I’m full of questions at this site since I’m learning about Catholicism and don’t know what Eastern Catholicism is? Is it different from Roman Catholicism? ( Is it similar to how say there are different Lutheran churches?! )
Thanks,
Mary
It is similar to the differences between Lutheran Synods, but only vaguely.
Where the Lutheran Synods basically agree on the liturgy (the LCW is the LCW, after all), they differ in the doctrine and much of the teachings.
The 23 Catholic Churches agree on the dogma, share almost all the doctrine, and many of the theology and lesser teachings. They are united in that they are in communion with the pope, and accept that the pope has universal jurisdiction just like a patriarch has jurisdiction within his whole patriarchate, not just the archeparhy he holds as his seat. They differ widely in their liturgies and vestments. There are 6 major families: Roman, Byzantine, Alexandrian (coptic), West Syrian/West Syriac, East Syrian/East Syriac, Armenian.
Except for the Armenian, each has several usages, differing geographically, and having subtle differences.
The Byzantines break down into pretty much 3 groups… Slavonic, Greek, and Syro-Greek… each with some minor differences in what goes where, which parts of the prosphora are used for communion, and other such niggling details.

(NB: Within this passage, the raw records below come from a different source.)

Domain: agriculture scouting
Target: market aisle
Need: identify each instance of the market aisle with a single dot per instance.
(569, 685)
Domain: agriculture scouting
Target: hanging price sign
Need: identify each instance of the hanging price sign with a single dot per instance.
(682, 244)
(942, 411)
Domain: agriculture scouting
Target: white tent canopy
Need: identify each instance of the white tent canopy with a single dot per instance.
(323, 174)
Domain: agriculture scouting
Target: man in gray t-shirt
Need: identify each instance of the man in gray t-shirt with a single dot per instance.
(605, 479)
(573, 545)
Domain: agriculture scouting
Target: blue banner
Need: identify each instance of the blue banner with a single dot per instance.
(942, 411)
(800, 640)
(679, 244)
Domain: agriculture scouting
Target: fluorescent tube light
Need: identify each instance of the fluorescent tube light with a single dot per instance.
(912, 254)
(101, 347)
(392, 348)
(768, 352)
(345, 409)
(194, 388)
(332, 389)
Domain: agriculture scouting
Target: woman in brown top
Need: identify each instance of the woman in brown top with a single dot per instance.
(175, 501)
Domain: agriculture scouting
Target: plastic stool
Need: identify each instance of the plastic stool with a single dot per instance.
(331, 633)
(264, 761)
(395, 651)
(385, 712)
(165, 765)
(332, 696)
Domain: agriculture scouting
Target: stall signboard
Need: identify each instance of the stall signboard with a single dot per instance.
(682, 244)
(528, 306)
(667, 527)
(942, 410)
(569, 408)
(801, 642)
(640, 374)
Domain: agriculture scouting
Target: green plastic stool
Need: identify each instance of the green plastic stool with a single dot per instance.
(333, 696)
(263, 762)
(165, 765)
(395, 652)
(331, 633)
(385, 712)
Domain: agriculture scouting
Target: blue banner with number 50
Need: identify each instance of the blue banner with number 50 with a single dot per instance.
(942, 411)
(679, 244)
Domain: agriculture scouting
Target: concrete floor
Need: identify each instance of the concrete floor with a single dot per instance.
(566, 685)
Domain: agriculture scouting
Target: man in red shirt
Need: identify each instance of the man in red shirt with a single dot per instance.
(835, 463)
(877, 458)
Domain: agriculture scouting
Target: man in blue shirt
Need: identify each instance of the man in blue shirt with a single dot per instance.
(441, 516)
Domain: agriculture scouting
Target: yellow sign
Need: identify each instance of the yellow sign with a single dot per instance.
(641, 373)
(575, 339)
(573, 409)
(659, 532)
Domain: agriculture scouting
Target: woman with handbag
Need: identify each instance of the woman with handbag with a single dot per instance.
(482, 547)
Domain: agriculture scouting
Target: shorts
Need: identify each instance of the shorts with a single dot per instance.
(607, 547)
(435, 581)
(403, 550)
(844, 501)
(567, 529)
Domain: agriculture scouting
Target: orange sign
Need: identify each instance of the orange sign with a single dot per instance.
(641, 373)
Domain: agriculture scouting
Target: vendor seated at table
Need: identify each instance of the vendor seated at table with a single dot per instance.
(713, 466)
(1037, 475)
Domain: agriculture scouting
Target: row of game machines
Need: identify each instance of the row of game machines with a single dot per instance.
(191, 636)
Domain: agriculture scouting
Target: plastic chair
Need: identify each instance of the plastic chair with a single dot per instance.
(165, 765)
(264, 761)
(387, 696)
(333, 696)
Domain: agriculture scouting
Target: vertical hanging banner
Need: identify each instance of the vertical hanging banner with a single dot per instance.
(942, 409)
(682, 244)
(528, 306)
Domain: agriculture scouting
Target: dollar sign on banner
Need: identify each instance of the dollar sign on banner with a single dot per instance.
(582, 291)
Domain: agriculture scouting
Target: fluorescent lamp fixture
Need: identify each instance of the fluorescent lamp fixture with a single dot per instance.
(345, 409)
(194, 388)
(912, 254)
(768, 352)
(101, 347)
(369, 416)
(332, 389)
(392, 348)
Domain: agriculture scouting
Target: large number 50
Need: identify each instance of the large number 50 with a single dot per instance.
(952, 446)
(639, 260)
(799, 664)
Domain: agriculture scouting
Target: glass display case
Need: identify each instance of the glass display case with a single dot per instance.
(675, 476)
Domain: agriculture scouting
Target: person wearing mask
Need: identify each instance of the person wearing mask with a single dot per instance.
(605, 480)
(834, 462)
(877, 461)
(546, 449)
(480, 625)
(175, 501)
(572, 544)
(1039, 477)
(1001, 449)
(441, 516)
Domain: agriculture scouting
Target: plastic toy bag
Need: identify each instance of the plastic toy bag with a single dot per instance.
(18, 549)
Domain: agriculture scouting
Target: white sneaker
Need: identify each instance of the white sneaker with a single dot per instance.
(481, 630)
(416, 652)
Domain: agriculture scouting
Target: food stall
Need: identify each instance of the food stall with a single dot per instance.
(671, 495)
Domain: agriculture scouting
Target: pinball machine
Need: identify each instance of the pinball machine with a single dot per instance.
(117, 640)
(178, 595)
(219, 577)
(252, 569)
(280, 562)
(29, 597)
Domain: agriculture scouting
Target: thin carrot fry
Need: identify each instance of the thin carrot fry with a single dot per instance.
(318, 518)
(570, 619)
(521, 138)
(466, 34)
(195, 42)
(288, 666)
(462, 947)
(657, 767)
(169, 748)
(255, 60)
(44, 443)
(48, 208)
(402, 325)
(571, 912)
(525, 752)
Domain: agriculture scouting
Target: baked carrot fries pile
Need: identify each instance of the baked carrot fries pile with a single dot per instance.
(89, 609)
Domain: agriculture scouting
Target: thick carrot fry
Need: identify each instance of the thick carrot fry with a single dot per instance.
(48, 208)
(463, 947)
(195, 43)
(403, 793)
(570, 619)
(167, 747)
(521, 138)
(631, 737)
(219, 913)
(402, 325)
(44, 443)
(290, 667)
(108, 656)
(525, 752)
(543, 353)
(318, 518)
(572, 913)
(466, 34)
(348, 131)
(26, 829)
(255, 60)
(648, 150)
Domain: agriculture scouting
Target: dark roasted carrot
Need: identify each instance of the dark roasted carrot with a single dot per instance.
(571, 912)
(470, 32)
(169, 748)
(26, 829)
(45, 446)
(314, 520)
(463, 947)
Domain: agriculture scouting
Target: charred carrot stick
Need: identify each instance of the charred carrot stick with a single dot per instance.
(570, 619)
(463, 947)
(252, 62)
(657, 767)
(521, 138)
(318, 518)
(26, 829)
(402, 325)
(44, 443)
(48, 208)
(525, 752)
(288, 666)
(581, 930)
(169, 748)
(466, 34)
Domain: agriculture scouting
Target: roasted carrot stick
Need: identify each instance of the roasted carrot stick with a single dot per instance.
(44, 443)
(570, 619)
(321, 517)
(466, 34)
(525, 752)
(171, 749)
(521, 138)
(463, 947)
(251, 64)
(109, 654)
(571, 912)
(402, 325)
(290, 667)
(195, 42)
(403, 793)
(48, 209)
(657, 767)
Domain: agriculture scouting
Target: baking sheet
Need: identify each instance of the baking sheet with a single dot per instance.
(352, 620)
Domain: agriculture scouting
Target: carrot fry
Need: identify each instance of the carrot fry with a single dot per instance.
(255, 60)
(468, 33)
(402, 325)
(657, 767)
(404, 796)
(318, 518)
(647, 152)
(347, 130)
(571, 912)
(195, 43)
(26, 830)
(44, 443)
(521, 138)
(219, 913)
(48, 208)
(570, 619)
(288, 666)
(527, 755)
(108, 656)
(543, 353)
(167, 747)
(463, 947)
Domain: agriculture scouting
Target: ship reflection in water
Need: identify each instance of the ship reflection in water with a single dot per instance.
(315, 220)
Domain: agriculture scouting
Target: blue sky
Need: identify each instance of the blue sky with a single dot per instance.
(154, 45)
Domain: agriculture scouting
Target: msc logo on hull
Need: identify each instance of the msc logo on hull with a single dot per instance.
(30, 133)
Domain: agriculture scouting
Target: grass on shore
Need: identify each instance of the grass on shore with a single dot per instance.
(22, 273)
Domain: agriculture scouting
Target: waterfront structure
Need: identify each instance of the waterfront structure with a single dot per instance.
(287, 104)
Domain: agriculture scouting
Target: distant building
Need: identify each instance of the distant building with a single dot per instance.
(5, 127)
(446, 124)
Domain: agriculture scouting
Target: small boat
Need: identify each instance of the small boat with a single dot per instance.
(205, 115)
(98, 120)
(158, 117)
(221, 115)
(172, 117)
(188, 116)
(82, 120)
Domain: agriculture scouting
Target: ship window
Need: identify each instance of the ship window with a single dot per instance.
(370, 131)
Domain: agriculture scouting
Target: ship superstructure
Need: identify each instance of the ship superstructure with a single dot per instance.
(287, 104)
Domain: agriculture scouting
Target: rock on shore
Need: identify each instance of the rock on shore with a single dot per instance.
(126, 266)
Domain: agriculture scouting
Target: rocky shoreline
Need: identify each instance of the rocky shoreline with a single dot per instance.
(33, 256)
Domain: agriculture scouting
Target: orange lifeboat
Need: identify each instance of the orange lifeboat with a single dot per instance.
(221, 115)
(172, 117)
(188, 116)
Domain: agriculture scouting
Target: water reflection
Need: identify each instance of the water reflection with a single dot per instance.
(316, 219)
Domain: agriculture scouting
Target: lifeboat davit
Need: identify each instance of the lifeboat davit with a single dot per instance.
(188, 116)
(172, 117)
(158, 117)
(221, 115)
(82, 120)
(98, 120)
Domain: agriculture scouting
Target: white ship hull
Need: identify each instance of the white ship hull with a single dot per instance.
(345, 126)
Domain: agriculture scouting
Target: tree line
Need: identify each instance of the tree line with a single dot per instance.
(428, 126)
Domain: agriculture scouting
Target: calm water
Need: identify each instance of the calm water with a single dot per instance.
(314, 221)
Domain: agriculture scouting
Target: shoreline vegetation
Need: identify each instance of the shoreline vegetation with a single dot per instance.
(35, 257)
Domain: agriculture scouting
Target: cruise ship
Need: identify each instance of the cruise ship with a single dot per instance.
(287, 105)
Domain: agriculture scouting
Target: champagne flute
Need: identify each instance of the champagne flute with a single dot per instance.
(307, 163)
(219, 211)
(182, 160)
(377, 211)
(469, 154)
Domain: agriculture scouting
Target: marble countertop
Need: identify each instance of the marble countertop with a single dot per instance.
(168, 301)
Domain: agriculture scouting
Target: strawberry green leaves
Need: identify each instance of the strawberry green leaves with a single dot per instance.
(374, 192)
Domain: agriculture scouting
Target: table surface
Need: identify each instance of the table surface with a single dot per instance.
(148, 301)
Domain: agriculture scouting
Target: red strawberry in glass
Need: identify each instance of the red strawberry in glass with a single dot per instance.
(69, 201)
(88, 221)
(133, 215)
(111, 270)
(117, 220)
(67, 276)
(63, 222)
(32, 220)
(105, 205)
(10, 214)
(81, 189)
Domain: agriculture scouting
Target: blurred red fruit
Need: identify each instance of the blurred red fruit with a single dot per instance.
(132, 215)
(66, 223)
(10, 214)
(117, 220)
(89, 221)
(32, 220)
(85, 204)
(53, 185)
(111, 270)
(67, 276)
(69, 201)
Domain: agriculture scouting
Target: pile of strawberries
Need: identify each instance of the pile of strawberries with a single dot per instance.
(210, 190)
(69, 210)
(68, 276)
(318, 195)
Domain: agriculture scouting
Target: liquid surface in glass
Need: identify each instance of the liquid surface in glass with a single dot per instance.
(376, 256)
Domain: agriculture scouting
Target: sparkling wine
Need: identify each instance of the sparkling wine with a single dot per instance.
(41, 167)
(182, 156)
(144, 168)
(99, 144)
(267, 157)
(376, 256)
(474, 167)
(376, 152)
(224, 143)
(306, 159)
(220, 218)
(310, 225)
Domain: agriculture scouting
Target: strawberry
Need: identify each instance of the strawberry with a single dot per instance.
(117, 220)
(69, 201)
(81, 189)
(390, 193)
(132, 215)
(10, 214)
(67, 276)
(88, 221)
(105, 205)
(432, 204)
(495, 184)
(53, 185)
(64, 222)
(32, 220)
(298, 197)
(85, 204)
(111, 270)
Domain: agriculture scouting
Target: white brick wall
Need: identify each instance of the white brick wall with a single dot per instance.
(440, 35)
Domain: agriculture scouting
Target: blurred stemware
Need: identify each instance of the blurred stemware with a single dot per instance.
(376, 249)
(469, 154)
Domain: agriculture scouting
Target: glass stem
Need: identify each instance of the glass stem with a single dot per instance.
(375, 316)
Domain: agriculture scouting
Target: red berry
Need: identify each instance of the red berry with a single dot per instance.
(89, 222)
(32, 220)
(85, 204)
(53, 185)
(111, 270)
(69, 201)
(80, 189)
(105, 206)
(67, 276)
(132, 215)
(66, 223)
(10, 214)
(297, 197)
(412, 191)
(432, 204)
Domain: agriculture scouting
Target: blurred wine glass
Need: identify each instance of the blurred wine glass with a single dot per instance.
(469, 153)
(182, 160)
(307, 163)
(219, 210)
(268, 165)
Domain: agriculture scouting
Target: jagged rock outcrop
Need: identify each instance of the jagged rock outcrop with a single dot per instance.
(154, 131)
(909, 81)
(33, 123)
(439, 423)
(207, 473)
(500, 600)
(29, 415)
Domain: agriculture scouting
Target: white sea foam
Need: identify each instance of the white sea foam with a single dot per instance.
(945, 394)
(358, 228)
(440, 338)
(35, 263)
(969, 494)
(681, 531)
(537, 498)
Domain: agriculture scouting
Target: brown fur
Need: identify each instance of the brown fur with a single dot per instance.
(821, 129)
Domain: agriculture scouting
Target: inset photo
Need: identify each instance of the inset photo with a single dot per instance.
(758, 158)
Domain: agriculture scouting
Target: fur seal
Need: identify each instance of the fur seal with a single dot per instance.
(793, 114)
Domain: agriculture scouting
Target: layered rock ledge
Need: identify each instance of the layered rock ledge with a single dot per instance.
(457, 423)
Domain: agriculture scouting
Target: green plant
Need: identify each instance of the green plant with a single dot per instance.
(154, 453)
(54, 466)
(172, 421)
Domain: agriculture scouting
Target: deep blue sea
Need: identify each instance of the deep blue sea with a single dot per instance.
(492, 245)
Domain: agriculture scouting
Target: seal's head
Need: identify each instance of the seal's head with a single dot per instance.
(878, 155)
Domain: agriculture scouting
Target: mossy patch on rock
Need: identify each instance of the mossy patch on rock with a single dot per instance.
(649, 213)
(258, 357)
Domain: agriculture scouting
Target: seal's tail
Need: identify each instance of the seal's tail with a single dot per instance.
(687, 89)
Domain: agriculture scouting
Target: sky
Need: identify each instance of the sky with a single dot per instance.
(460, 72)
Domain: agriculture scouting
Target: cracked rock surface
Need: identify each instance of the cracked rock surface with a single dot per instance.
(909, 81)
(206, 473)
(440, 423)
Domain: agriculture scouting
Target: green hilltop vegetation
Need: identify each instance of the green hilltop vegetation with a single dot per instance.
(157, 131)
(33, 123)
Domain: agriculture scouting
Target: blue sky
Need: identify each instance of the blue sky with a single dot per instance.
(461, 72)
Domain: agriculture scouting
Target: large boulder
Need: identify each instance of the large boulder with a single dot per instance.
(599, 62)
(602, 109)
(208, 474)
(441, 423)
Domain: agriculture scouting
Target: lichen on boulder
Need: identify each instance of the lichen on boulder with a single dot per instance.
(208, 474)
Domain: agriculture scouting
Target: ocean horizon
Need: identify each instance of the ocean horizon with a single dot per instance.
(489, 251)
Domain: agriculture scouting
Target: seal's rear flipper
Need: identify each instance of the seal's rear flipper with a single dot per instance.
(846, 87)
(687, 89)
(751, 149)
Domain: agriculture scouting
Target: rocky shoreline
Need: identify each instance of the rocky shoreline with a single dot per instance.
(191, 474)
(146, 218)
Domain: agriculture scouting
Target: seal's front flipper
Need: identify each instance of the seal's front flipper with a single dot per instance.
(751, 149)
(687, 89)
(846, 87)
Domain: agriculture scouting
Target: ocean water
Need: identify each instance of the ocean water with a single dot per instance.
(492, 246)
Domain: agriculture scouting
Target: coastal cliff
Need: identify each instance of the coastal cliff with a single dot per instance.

Administratively, however, the similarity is strongest. Where the various lutheran synods each are independent, but part of the grand synod of the Lutheran Church, each has it’s own ministers and bishops. The Catholic churches each have Bishops, Priests and Deacons, most also have subdeacons, lectors and acolytes as “instituted ministers” or “minor orders” and a few still ordain/install torchbearers, cantors, and porters… And each church’s synod answers to the Pope, through its head bishop (the primate; depending upon the specific church he may be bishop, metropolitan, archbishop, Catholicos, Catholicos-Patriarch, or Patriarch). Each operates autonomously, but united with Rome and the grand synod of the Catholic Church, which meets only rarely, in the Ecumenical Council, and the council of the eastern primates.
The biggest difference is the Catholics’ factual unity of the core belief, and the absolute interchangability of sacramental belief across the various catholic churches… we all share the same fundamental understanding of the seven divinely instituted sacraments: Baptism, Chrismation/Confirmation, Eucharist, Reconcilliation, Unction, Marriage, and Holy Orders [Major only: deacon, priest, and bishop].